To kolejne badanie, które pokazuje, że Polacy mają problem z tym ograniczeniem. Z badania przeprowadzonego w czerwcu na próbie niemal 1,1 tys. dorosłych Polaków na panelu Ariadna przez firmę CBRE wynika, że osób chcących robić zakupy w niedzielę w ciągu roku przybyło o 4 pkt proc. w porównaniu z poprzednią edycją tego badania i 55 proc. jest przeciwne zakazowi. Innego zdania jest co trzeci badany.
Niedziele bez zakazu handlu
- W obecnym kształcie zakaz handlu w niedziele jest przede wszystkim manifestacją katolickiego systemu wartości, który nakazuje "święcenie dnia świętego" przez powstrzymanie się od pracy. W praktyce chodzi także o wytworzenie próżni czasowej w niedzielę, aby więcej osób chodziło na msze – mówi prof. Dariusz Jemielniak, specjalista w dziedzinie badań nad społeczeństwem z Akademii Leona Koźmińskiego. Jak dodaje, "z pozycji lewicowych zakaz handlu w niedzielę także jest postrzegany ideologicznie - jako obrona praw pracowniczych".
"Rzeczpospolita" zwraca uwagę, że w Europie zakaz istnieje w wielu krajach, ale jest luzowany, np. we Włoszech, w Hiszpanii, Niemczech czy we Francji.
Ustawa wprowadzająca stopniowo zakaz handlu w niedziele weszła w życie w 1 marca 2018 roku. Od 2020 roku zakaz handlu nie obowiązuje jedynie w siedem niedziel w roku. Ustawa o zakazie handlu w niedziele przewiduje katalog 32 wyłączeń. Zakaz nie obejmuje m.in. działalności pocztowej, nie obowiązuje w cukierniach, lodziarniach, na stacjach paliw płynnych, w kwiaciarniach, w sklepach z prasą ani w kawiarniach.
Najbliższa niedziela bez zakazu handlu wypada 29 sierpnia w związku z sezonem zakupów szkolnych. Na kolejne poczekamy aż do grudnia.
Zakaz handlu w niedziele - projekt PiS
Niewykluczone, że wkrótce dojdzie do zaostrzenia przepisów o zakazie handlu w niedziele. Do Sejmu trafił, przygotowany przez posłów Prawa i Sprawiedliwości, projekt ustawy o zmianie ustawy o ograniczeniu handlu w niedziele i święta oraz w niektóre inne dni. Na początku sierpnia projekt został skierowany do pierwszego czytania w sejmowej Komisji Polityki Społecznej i Rodziny. Przedstawicielem wnioskodawców jest poseł Janusz Śniadek.

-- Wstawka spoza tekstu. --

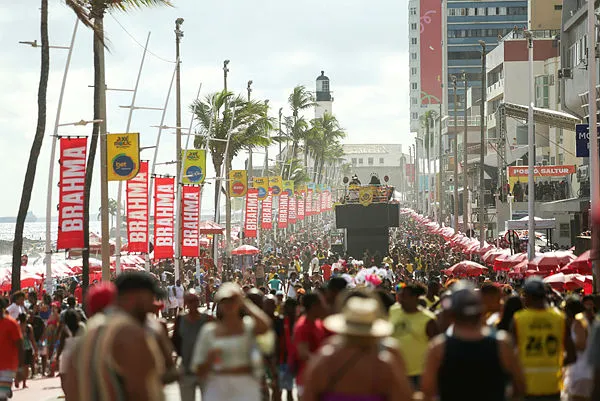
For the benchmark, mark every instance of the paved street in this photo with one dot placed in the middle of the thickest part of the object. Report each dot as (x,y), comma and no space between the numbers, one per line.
(50,390)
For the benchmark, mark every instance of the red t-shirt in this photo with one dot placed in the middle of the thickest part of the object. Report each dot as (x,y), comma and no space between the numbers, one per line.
(311,332)
(326,269)
(10,333)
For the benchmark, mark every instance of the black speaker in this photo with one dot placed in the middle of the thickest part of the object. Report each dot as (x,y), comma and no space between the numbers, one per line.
(371,239)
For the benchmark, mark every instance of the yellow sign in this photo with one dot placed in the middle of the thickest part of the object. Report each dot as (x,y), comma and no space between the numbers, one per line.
(123,156)
(365,196)
(194,166)
(238,183)
(276,184)
(288,186)
(262,184)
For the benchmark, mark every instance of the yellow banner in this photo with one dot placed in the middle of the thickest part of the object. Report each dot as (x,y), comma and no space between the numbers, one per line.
(288,186)
(123,156)
(276,184)
(194,166)
(365,196)
(238,183)
(262,184)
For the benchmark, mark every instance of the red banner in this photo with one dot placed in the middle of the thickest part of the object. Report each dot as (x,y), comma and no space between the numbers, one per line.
(189,221)
(71,192)
(251,223)
(292,210)
(431,51)
(137,211)
(301,204)
(283,210)
(164,210)
(267,212)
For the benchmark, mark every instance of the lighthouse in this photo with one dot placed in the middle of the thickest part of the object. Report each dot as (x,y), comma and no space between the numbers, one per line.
(323,96)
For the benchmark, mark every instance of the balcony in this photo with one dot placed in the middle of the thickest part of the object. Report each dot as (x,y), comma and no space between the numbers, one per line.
(495,90)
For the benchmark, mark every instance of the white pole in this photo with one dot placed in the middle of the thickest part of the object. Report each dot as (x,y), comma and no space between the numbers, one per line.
(120,189)
(531,157)
(160,128)
(178,197)
(594,154)
(48,247)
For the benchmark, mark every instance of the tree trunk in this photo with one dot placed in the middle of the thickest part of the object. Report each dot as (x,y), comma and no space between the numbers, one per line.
(89,171)
(34,153)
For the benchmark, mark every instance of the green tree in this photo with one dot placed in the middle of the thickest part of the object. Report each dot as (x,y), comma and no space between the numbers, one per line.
(34,152)
(249,125)
(91,13)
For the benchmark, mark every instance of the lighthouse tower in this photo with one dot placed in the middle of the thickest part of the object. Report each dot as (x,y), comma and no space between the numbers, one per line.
(323,98)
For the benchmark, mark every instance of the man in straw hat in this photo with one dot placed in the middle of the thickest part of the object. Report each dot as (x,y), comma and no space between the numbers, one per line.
(357,366)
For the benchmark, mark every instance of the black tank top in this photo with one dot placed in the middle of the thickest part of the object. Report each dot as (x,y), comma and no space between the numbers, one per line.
(471,371)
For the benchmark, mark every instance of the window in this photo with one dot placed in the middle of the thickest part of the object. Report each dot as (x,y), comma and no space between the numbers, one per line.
(541,91)
(565,230)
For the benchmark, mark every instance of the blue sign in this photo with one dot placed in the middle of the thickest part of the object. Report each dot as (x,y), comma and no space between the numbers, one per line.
(582,140)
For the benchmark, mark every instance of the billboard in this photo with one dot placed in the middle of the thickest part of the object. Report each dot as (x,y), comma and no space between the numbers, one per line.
(431,51)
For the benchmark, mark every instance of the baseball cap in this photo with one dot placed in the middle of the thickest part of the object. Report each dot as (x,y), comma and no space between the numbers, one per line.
(464,300)
(535,287)
(137,280)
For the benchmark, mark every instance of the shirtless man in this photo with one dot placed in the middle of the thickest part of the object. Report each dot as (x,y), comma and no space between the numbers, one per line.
(131,363)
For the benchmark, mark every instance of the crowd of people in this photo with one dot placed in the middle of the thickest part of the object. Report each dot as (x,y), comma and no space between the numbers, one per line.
(296,325)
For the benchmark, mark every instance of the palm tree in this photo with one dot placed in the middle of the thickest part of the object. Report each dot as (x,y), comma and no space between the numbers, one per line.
(91,13)
(299,100)
(34,152)
(249,129)
(324,139)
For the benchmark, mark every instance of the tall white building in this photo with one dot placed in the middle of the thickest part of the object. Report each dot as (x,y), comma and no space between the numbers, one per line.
(324,99)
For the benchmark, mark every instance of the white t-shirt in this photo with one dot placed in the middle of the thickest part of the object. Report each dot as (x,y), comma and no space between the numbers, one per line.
(15,310)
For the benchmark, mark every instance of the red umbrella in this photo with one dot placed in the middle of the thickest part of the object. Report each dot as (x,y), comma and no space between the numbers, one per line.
(466,268)
(245,250)
(550,261)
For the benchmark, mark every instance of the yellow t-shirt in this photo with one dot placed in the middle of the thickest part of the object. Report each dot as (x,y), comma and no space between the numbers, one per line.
(410,331)
(540,340)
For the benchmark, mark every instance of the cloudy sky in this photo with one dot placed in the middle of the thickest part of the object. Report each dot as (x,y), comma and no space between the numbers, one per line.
(361,45)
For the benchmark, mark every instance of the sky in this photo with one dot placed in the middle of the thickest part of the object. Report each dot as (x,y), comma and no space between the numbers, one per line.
(278,44)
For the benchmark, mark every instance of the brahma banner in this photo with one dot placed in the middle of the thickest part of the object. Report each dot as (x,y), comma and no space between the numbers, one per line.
(238,183)
(189,221)
(137,211)
(123,156)
(431,51)
(164,211)
(251,223)
(283,210)
(71,193)
(267,212)
(292,210)
(300,207)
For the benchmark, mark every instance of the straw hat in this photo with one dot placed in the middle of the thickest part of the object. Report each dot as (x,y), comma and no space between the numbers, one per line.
(360,317)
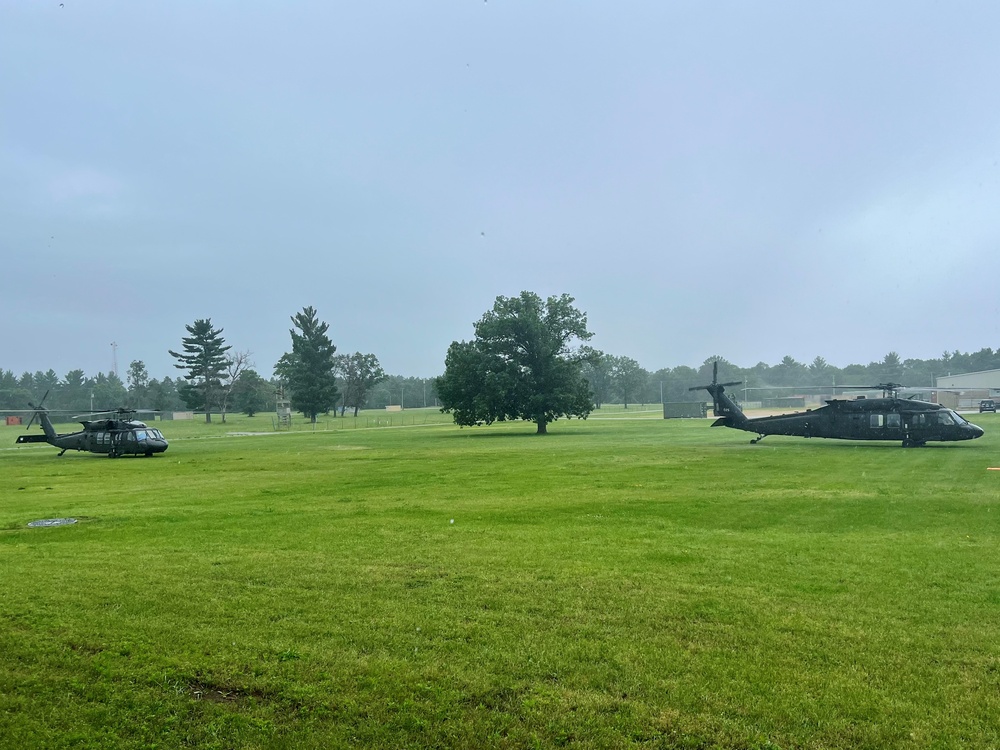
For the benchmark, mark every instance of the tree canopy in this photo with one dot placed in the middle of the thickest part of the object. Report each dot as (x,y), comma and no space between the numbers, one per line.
(309,369)
(360,372)
(204,360)
(522,364)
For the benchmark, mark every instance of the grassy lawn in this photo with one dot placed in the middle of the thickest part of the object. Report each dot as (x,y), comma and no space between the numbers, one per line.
(618,583)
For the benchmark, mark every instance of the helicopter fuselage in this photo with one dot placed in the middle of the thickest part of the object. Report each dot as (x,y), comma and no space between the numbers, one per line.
(911,422)
(112,437)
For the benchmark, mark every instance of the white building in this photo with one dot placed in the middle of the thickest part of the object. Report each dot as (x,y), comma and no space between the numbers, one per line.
(966,389)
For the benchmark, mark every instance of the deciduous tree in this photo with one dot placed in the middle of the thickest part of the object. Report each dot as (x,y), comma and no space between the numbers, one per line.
(360,372)
(522,364)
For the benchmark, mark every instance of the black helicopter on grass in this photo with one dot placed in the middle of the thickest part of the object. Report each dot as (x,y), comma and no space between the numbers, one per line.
(908,420)
(112,433)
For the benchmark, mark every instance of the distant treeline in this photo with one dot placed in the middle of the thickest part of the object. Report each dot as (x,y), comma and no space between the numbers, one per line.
(77,392)
(612,379)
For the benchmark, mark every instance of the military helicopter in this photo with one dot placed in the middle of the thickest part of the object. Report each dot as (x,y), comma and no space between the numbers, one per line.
(888,418)
(115,433)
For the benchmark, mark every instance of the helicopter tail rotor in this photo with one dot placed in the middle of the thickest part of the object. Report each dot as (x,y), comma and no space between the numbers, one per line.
(722,405)
(37,409)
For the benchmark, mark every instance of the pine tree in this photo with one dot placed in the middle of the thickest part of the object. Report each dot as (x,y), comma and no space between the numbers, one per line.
(309,368)
(204,359)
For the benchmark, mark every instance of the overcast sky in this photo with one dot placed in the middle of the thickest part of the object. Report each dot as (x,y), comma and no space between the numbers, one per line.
(751,180)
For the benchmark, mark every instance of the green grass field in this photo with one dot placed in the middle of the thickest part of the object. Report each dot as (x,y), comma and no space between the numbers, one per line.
(616,583)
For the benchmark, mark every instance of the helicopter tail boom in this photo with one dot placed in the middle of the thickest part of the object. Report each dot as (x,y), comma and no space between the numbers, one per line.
(31,439)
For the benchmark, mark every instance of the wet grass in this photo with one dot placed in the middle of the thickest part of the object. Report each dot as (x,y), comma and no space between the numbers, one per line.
(616,583)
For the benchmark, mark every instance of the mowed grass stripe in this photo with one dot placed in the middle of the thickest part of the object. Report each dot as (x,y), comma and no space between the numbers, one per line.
(617,583)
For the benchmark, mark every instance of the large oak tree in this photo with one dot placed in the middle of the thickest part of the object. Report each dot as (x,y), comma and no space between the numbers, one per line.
(522,364)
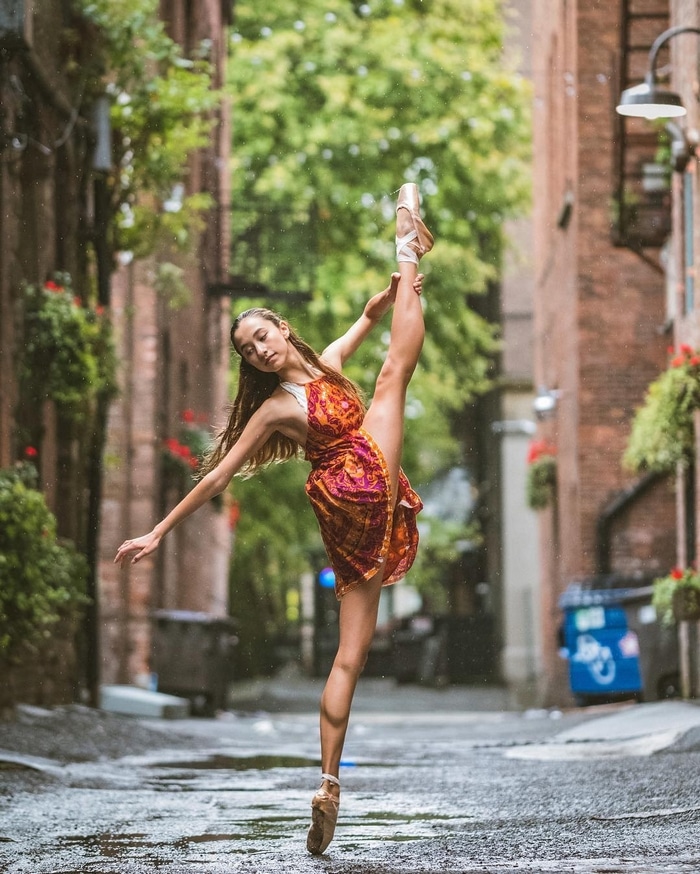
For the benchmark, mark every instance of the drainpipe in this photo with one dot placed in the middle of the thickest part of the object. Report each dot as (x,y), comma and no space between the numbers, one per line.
(619,503)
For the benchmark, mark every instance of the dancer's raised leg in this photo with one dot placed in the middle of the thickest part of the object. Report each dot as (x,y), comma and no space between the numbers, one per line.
(384,422)
(385,418)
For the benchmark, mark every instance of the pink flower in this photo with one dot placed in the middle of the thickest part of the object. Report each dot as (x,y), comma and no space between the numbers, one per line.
(677,573)
(538,448)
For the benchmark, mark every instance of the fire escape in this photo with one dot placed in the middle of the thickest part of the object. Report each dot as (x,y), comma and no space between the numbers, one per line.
(273,254)
(642,203)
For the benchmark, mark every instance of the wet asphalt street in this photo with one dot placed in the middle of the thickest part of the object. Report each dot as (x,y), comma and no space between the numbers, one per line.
(433,781)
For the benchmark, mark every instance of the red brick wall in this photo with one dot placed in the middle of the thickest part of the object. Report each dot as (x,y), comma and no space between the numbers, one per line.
(171,361)
(600,310)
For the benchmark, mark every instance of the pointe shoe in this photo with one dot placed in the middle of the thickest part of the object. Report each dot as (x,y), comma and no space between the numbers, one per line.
(413,239)
(324,815)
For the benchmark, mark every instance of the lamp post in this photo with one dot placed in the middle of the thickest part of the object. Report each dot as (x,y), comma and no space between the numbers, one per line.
(647,100)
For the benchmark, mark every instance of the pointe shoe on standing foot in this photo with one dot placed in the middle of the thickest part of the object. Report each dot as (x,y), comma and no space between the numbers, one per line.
(324,815)
(413,239)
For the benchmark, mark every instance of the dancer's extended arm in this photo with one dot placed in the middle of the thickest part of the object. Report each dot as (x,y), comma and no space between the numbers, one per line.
(261,425)
(341,349)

Jedna z proponowanych zmian polega na przesądzeniu, iż z wyłączenia spod zakazu handlu mogą korzystać placówki pocztowe, których przeważająca działalność polega na świadczeniu usług pocztowych, a nie - jak to wynika z obecnie obowiązującej ustawy – wszystkie placówki pocztowe.
Ponadto posłowie PiS chcą również zobowiązać placówki handlowe, które chcą korzystać z wyłączeń spod zakazu handlu w niedziele, do prowadzenia miesięcznej ewidencji, pokazującej, jakie są przychody z tej przeważającej działalności, a jakie z pozostałej. "Ta ewidencja przychodów ma umożliwić inspektorom pracy kontrolę, czy dana placówka spełnia kryteria określone w ustawie" - czytamy.
Zaproponowano, by zmiany w zakazie handlu w niedziele weszły w życie po upływie 14 dni od dnia ogłoszenia.